Rather than the 2070 net-zero target, several experts appear more keen about the four other shorter-term pledges the PM made at Glasgow. These were:

  • India’s non-fossil energy capacity to reach 500 GW by 2030
  • 50 per cent of the country’s energy requirements to be met by renewable energy by 2030
  • India to reduce the total projected carbon emissions by one billion tonnes between now and 2030
  • to reduce carbon intensity of the economy by less than 45 percent by 2030.

“Net zero by 2070 will get headlines, but the 2030 pledges is where the action is,” tweeted Prof Navroz Dubash of the Centre for Policy Research. These targets, said CSE in a press release, were “bold and ambitious, but they will be immensely challenging as well to achieve”.

The target to reduce carbon dioxide emissions by one billion tonnes by 2030 translates into a 22 per cent cut in emissions from the business-as-usual scenario, said the CSE release. By that measure, India’s per capita emissions would be lower than all the industrialised countries. “It also means that we have committed to a transformation of our energy system and this when we still have the challenge of reaching affordable energy to millions in the country,” it said.

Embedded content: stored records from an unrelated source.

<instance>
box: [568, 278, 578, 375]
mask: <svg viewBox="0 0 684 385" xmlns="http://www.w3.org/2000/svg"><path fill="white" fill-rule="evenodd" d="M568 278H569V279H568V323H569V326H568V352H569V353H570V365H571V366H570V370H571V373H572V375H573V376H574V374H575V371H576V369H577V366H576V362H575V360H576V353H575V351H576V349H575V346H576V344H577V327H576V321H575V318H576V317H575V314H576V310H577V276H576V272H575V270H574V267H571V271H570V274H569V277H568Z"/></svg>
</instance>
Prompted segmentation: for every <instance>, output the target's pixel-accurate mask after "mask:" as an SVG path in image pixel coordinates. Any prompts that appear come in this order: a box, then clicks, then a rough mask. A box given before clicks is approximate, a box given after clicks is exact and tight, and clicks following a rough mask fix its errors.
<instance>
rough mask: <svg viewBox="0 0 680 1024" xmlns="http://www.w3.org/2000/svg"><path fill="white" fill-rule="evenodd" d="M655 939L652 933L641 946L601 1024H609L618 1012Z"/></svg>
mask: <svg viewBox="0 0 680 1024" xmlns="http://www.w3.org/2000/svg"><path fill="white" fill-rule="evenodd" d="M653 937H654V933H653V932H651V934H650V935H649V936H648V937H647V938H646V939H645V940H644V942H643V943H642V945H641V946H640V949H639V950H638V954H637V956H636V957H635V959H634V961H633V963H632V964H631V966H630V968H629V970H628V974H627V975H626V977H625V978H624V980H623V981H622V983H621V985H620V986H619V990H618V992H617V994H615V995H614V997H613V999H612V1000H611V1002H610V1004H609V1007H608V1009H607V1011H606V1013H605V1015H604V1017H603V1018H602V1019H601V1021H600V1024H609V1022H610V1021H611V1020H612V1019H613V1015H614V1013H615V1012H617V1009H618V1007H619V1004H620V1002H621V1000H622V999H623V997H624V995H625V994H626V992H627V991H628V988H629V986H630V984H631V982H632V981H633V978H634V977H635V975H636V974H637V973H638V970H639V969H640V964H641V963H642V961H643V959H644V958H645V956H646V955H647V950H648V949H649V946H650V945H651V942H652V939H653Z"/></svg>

So far, India’s volume of emissions per unit of GDP (called emission intensity) have been within the target range committed to in the Intended Nationally Determined Contributions. The latest biennial update report submitted by India said that the country’s emission intensity had reduced by 24 percent during the period 2005-2016. With emission intensity declining by 1-2 percent annually, experts reckon the country will meet its the 33-35 per cent reduction (from 2005 level) target by 2030.

Total greenhouse gas emissions were 2.8 billion tonnes in 2016. The broad sectors that contributed the most to these emissions were: energy (75 per cent), agriculture (14 per cent) and industrial processes and product use (8 per cent).

Some of the key reasons for the reduction in emission intensity over the years, explains Samrat Sengupta, are the inclusion of renewable power in the energy mix, revision of vehicular emission standards, efficiencies in energy guzzling industries such as steel and cement and electrification. “Even in the future, we have to target for 100 per cent electrification of end-use energy.”

“To understand the scale of the transition we need to usher in,” wrote economist Vaibhav Chaturvedi of CEEW in a recent article in The Economic Times, “we need to register the fact that electricity comprises less than a fifth of the total energy needs of the industrial sector currently.”

Evidently, there is much heavy-lifting to be done, on many fronts – this includes access to capital, fixing electricity transmission and distribution, managing rapid urbanisation and so on. The road-map will become clearer as the specifics are spelled out, experts say.